Medium2 marksMultiple Choice
Risk ManagementSection BRisk ManagementForeign Exchange RiskForward Contracts

ACCA · Question 26 · Risk Management

Section B - Case 3: LithiumX

Scenario: LithiumX is a cross-border mining company based in the US. It expects to receive €2,000,000 in exactly 3 months from a European client.
Spot exchange rate: €1.1500 - €1.1550 / $1
3-month forward rate: €1.1600 - €1.1640 / $1
US interest rates: 4% borrow, 2% deposit (annual)
Euro interest rates: 5% borrow, 3% deposit (annual)

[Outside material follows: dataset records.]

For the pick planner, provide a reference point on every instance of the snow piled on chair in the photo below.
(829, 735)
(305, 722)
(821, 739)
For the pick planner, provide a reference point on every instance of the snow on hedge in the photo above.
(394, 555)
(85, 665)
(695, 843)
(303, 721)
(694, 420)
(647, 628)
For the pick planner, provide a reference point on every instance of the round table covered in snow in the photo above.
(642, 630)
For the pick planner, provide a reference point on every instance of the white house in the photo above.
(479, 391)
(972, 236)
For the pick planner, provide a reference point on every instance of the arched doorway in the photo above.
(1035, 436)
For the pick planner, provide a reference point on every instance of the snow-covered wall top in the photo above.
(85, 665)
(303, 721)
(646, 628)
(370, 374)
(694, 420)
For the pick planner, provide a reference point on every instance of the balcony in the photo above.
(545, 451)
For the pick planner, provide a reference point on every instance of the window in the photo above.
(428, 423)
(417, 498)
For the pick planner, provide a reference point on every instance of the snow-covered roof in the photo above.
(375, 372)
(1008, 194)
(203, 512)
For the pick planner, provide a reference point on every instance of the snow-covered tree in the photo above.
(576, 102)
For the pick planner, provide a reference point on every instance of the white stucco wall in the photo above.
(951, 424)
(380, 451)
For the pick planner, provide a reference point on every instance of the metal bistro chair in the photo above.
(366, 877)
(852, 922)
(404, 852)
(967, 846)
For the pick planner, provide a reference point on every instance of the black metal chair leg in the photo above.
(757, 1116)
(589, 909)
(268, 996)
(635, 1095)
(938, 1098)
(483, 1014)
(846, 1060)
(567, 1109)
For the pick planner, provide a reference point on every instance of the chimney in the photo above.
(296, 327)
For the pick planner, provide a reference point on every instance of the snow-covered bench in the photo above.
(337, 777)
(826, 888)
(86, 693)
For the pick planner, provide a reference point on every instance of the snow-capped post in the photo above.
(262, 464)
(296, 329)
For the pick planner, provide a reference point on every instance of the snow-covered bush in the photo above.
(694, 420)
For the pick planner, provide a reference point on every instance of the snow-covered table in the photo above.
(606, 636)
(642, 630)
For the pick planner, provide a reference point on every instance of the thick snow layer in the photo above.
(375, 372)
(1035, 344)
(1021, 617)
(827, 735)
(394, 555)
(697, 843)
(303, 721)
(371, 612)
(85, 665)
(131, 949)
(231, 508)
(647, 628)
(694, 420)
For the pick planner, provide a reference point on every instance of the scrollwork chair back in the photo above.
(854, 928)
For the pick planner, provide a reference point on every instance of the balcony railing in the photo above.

Question: If LithiumX uses a forward market hedge, what will be the guaranteed US Dollar ($) receipt in 3 months?

Answer options:

A.

$1,739,130

B.

$1,724,138

C.

$1,718,213

D.

$2,328,000

How to approach this question

Determine whether to multiply or divide by the exchange rate. Since the quote is €/$, and you have €, you must divide. Then, choose the correct side of the spread: the bank always wins, so divide by the higher number to get fewer dollars.

Full Answer

C.$1,718,213✓ Correct
LithiumX is receiving Euros and needs to convert them to US Dollars. The exchange rate is quoted as Euros per 1 US Dollar (€/$). To convert € to $, we must divide. We must choose the rate from the forward spread: 1.1600 or 1.1640. The rule is 'the bank always wins'. Dividing by the higher number (1.1640) gives the company fewer dollars, which is the bank's selling rate for dollars. Calculation: €2,000,000 / 1.1640 = $1,718,213.

Common mistakes

Dividing by the lower rate (1.1600) or using the spot rate instead of the forward rate.